23 Table 2-1: Selection bias at a fictional university
High sporting ability? High academic ability? Total
1 0
1 20 40 60
0 40 0 40
Total 60 40 100
This correlation, however, is caused by the selection mechanism (i.e. the distribution of both variables in the wider population would be different, for example it would include people with low ability in both academia and sports, and the prevalence of high ability in either category could be assumed to be lower than 60%). Thus, if researchers were interested in estimating the effect of sporting ability on academic ability (or vice versa), conditioning on this selection process would bias the estimate. An example which is more relevant to Public Health, especially for observational social epidemiological studies such as this thesis, selection bias into survey participation. Consider how overall health in the below DAG of depressive symptomology on alcohol consumption acts as a collider (i.e. so-called healthy volunteer bias).
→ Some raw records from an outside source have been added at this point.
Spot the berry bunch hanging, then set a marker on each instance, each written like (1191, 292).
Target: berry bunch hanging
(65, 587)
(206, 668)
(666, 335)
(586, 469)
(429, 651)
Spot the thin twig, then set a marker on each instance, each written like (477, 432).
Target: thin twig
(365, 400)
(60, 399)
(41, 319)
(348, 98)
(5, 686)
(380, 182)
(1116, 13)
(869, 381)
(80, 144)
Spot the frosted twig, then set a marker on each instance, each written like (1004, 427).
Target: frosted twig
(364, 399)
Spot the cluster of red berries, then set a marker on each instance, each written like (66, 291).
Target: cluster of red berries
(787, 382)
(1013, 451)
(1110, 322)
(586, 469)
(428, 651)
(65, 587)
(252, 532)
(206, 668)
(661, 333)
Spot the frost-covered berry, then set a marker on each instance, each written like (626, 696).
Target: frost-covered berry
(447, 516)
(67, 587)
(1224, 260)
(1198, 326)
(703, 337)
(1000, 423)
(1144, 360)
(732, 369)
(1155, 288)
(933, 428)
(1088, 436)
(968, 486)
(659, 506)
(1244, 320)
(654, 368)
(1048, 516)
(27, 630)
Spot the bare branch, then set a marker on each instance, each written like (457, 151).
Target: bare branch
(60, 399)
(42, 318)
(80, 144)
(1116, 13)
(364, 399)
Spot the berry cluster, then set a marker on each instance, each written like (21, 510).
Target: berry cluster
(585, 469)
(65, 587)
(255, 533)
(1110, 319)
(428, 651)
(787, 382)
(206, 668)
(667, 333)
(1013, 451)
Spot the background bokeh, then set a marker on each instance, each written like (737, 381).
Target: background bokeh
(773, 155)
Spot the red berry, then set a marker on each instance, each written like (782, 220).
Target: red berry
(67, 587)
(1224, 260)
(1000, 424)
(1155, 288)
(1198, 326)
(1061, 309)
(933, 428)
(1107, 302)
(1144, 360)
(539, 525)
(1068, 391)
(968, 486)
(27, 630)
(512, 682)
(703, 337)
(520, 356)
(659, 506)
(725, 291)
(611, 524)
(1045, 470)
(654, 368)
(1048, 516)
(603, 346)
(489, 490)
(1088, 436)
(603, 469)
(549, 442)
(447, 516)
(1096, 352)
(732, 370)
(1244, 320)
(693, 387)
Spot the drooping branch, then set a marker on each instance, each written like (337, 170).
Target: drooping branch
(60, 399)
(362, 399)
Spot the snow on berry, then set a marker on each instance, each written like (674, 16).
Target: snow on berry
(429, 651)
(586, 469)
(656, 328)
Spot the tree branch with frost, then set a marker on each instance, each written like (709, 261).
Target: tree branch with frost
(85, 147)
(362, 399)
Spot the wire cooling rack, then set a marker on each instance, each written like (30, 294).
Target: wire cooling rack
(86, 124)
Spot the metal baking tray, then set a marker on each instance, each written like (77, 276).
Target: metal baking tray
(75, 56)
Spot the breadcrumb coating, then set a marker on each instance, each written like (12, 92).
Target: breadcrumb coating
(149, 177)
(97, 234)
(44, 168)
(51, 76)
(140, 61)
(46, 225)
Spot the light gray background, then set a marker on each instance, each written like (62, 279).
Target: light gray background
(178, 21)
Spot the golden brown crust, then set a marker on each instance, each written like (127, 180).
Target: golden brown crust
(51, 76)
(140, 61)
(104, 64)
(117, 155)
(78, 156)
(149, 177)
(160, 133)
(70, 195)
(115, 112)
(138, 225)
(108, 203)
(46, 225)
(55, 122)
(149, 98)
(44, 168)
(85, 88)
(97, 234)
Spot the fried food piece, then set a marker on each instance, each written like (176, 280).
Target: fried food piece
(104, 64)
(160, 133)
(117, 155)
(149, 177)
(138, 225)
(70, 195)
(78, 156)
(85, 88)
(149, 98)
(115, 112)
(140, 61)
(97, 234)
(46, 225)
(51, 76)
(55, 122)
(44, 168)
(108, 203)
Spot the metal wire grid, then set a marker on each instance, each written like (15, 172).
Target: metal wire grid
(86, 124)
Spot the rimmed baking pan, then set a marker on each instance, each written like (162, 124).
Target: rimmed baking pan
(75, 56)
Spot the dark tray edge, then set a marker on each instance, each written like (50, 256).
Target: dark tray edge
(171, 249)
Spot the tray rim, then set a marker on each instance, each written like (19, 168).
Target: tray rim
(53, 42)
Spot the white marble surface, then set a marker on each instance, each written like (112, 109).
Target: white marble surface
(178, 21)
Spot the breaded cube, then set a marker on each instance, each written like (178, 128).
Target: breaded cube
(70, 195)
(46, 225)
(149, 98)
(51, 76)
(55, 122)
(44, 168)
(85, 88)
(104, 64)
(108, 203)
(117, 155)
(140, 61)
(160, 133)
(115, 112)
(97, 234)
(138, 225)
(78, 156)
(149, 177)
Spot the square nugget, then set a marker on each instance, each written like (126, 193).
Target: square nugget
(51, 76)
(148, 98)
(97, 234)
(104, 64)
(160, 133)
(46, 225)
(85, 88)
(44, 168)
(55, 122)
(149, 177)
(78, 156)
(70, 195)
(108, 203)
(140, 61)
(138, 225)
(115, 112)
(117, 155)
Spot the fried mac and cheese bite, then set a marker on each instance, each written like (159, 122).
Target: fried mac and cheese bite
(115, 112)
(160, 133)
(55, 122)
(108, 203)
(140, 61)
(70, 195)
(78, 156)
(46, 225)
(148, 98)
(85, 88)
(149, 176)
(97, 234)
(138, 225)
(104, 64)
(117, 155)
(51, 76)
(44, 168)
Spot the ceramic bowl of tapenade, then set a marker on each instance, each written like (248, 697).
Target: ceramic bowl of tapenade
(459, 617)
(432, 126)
Figure 2-10: Healthy volunteer collider bias
For simplicity, assume that this DAG represents a cross-sectional survey. Because selection is shaped by overall health, and because depression and alcohol consumption influence overall health, any estimate of the effect of depression on alcohol consumption would ‘have’ collider bias. This is briefly revisited in Chapter 7’s discussion of the ALSPAC data. Collider bias is thus a novel articulation of a well-documented problem, but being aware of collider bias, specifically in how colliders should not be conditioned on in statistical models, is crucial for using DAGs to inform analysis.